Le Corbeau


Le Corbeau

Edgar Allan POE

Traduction de Mallarmé

Une fois, par un minuit lugubre, tandis que je m’appesantissais, faible et fatigué, sur maint curieux et bizarre volume de savoir oublié - tandis que je dodelinais la tête, somnolant presque : soudain se fit un heurt, comme de quelqu’un frappant doucement, frappant à la porte de ma chambre - cela seul et rien de plus.

Ah ! distinctement je me souviens que c’était en le glacial Décembre : et chaque tison, mourant isolé, ouvrageait son spectre sur le sol. Ardemment je souhaitais le jour - vainement j’avais cherché d’emprunter à mes livres un sursis au chagrin - au chagrin de la Lénore perdue - de la rare et rayonnante jeune fille que les anges nomment Lénore : - de nom pour elle ici, non, jamais plus !

Et de la soie l’incertain et triste bruissement en chaque rideau purpural me traversait - m’emplissait de fantastiques terreurs pas senties encore : si bien que, pour calmer le battement de mon coeur, je demeurais maintenant à répéter " C’est quelque visiteur qui sollicite l’entrée, à la porte de ma chambre - quelque visiteur qui sollicite l’entrée, à la porte de ma chambre ; c’est cela et rien de plus. "

Mon âme devint subitement plus forte et, n’hésitant davantage " Monsieur, dis-je, ou Madame, j’implore véritablement votre pardon ; mais le fait est que je somnolais et vous vîntes si doucement frapper, et si faiblement vous vîntes heurter, heurter à la porte de ma chambre, que j’étais à peine sûr de vous avoir entendu. " -Ici j’ouvris, grande, la porte : les ténèbres et rien de plus. "
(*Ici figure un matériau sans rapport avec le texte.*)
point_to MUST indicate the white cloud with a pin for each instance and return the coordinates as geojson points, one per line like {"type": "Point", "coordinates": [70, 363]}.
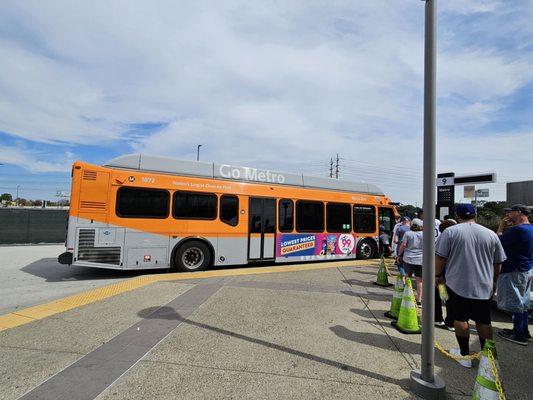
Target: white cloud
{"type": "Point", "coordinates": [285, 85]}
{"type": "Point", "coordinates": [471, 6]}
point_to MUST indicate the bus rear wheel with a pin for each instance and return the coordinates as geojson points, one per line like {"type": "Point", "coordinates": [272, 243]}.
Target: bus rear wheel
{"type": "Point", "coordinates": [366, 249]}
{"type": "Point", "coordinates": [192, 256]}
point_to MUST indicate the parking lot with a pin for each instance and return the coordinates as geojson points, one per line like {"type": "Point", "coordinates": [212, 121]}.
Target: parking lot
{"type": "Point", "coordinates": [299, 331]}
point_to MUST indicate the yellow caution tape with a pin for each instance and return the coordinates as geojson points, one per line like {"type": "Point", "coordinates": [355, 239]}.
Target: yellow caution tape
{"type": "Point", "coordinates": [474, 356]}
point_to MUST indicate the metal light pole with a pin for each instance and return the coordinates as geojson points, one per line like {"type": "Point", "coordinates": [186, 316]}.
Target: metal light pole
{"type": "Point", "coordinates": [425, 382]}
{"type": "Point", "coordinates": [198, 152]}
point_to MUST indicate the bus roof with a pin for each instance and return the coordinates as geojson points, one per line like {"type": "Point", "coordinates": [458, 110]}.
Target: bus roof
{"type": "Point", "coordinates": [141, 162]}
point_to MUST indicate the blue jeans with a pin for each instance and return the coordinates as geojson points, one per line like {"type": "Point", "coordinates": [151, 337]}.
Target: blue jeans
{"type": "Point", "coordinates": [401, 269]}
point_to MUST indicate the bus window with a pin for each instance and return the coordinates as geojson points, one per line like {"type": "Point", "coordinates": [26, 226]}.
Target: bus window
{"type": "Point", "coordinates": [338, 217]}
{"type": "Point", "coordinates": [309, 216]}
{"type": "Point", "coordinates": [386, 219]}
{"type": "Point", "coordinates": [190, 205]}
{"type": "Point", "coordinates": [142, 203]}
{"type": "Point", "coordinates": [229, 209]}
{"type": "Point", "coordinates": [364, 219]}
{"type": "Point", "coordinates": [286, 215]}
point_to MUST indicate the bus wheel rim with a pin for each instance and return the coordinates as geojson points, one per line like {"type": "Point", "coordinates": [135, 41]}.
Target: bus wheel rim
{"type": "Point", "coordinates": [192, 258]}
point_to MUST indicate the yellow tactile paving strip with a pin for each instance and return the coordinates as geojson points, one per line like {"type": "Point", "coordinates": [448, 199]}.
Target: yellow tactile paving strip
{"type": "Point", "coordinates": [26, 315]}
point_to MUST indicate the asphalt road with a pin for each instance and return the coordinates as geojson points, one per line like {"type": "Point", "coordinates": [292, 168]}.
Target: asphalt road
{"type": "Point", "coordinates": [31, 275]}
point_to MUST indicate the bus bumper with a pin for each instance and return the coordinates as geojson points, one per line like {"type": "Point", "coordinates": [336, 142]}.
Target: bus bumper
{"type": "Point", "coordinates": [65, 258]}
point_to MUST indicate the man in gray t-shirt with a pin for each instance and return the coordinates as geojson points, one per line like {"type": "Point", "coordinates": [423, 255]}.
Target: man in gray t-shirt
{"type": "Point", "coordinates": [472, 255]}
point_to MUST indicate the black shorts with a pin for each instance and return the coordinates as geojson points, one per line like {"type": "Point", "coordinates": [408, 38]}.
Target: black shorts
{"type": "Point", "coordinates": [465, 309]}
{"type": "Point", "coordinates": [413, 269]}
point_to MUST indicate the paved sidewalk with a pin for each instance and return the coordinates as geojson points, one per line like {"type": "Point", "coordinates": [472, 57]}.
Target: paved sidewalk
{"type": "Point", "coordinates": [317, 334]}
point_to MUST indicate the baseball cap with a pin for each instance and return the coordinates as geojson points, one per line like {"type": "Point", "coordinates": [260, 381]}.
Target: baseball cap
{"type": "Point", "coordinates": [518, 207]}
{"type": "Point", "coordinates": [417, 221]}
{"type": "Point", "coordinates": [465, 210]}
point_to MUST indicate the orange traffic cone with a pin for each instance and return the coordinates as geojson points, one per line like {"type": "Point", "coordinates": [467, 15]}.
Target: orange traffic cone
{"type": "Point", "coordinates": [407, 318]}
{"type": "Point", "coordinates": [485, 387]}
{"type": "Point", "coordinates": [396, 299]}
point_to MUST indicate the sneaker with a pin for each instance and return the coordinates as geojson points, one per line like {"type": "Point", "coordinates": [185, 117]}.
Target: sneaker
{"type": "Point", "coordinates": [511, 337]}
{"type": "Point", "coordinates": [451, 328]}
{"type": "Point", "coordinates": [464, 362]}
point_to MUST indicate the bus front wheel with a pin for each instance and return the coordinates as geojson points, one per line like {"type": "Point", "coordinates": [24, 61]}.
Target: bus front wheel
{"type": "Point", "coordinates": [192, 256]}
{"type": "Point", "coordinates": [366, 249]}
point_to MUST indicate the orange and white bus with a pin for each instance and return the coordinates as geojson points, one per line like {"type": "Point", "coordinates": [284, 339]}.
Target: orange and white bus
{"type": "Point", "coordinates": [146, 212]}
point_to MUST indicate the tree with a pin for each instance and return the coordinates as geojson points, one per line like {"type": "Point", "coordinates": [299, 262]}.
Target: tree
{"type": "Point", "coordinates": [6, 197]}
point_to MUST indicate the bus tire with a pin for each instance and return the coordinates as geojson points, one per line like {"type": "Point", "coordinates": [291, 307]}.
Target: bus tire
{"type": "Point", "coordinates": [366, 249]}
{"type": "Point", "coordinates": [191, 256]}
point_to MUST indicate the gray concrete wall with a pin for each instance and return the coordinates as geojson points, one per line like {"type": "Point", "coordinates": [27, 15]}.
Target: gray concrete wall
{"type": "Point", "coordinates": [22, 225]}
{"type": "Point", "coordinates": [520, 193]}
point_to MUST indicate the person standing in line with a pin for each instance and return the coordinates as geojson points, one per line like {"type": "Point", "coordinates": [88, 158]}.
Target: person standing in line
{"type": "Point", "coordinates": [405, 226]}
{"type": "Point", "coordinates": [410, 255]}
{"type": "Point", "coordinates": [440, 321]}
{"type": "Point", "coordinates": [420, 215]}
{"type": "Point", "coordinates": [514, 283]}
{"type": "Point", "coordinates": [473, 255]}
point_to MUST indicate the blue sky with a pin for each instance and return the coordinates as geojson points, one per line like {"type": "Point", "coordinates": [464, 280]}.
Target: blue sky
{"type": "Point", "coordinates": [282, 85]}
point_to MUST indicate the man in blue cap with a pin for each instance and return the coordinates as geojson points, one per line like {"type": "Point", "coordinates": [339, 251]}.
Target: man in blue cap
{"type": "Point", "coordinates": [473, 255]}
{"type": "Point", "coordinates": [514, 284]}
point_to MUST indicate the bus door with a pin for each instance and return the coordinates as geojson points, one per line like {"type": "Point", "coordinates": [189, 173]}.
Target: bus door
{"type": "Point", "coordinates": [262, 228]}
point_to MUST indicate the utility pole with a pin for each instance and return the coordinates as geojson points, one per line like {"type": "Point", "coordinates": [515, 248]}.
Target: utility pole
{"type": "Point", "coordinates": [337, 167]}
{"type": "Point", "coordinates": [424, 381]}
Loin dans l’ombre regardant, je me tins longtemps à douter, m’étonner et craindre, à rêver des rêves qu’aucun mortel n’avait osé rêver encore ; mais le silence ne se rompit point et la quiétude ne donna de signe : et le seul mot qui se dit, fut le mot chuchoté " Lénore ! " Je le chuchotai - et un écho murmura de retour le mot " Lénore ! " - purement cela et rien de plus.
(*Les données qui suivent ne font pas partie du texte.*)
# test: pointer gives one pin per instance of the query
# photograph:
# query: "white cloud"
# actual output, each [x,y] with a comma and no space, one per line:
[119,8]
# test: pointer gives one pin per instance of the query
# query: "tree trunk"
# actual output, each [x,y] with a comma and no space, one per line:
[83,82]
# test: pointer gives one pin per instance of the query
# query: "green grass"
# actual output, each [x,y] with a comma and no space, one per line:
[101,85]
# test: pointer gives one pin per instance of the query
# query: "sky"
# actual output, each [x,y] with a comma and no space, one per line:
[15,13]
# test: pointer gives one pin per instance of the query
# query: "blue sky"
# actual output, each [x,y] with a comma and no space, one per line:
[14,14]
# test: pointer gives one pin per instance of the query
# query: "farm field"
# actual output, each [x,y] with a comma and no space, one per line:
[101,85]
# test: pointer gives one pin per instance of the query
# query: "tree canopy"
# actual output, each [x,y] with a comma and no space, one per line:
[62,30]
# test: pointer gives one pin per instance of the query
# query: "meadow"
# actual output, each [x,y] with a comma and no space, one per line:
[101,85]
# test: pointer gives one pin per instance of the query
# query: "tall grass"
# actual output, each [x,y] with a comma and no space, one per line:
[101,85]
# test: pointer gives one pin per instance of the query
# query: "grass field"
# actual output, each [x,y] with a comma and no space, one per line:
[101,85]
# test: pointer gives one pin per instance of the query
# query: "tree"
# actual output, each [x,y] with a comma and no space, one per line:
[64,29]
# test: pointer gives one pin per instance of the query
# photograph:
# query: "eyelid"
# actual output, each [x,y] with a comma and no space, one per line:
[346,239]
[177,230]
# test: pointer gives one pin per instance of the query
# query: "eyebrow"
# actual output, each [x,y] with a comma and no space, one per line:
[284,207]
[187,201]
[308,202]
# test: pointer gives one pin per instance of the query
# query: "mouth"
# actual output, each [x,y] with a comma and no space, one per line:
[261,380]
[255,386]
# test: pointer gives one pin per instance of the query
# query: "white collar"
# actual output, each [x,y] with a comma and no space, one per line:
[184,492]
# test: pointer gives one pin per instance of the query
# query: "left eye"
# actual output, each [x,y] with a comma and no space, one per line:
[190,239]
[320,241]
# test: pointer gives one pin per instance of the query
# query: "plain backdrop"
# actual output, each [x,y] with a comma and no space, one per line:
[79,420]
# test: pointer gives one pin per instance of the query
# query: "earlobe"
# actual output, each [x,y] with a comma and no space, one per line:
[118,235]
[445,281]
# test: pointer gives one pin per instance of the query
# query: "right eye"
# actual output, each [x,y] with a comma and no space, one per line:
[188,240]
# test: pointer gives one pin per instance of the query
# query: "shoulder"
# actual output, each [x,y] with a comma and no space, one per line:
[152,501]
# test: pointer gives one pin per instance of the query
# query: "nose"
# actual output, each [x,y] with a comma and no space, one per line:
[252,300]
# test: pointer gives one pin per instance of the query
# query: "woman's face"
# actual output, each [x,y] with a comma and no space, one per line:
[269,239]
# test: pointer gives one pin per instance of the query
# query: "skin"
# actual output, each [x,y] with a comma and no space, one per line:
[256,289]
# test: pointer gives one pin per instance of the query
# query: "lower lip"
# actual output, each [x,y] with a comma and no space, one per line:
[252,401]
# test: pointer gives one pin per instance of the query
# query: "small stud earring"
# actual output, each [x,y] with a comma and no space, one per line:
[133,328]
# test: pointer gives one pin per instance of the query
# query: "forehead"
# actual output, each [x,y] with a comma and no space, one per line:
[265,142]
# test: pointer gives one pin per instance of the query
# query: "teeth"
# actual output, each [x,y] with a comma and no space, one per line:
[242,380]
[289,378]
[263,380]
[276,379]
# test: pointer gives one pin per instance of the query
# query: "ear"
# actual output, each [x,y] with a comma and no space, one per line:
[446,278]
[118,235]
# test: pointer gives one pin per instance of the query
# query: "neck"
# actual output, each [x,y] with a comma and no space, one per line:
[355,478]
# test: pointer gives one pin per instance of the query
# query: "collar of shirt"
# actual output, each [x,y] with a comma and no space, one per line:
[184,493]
Rentrant dans la chambre, toute mon âme en feu, j’entendis bientôt un heurt en quelque sorte plus fort qu’auparavant. " Sûrement, dis-je, sûrement c’est quelque chose à la persienne de ma fenêtre. Voyons donc ce qu’il y a et explorons ce mystère - que mon coeur se calme un moment et explore ce mystère ; c’est le vent et rien de plus. "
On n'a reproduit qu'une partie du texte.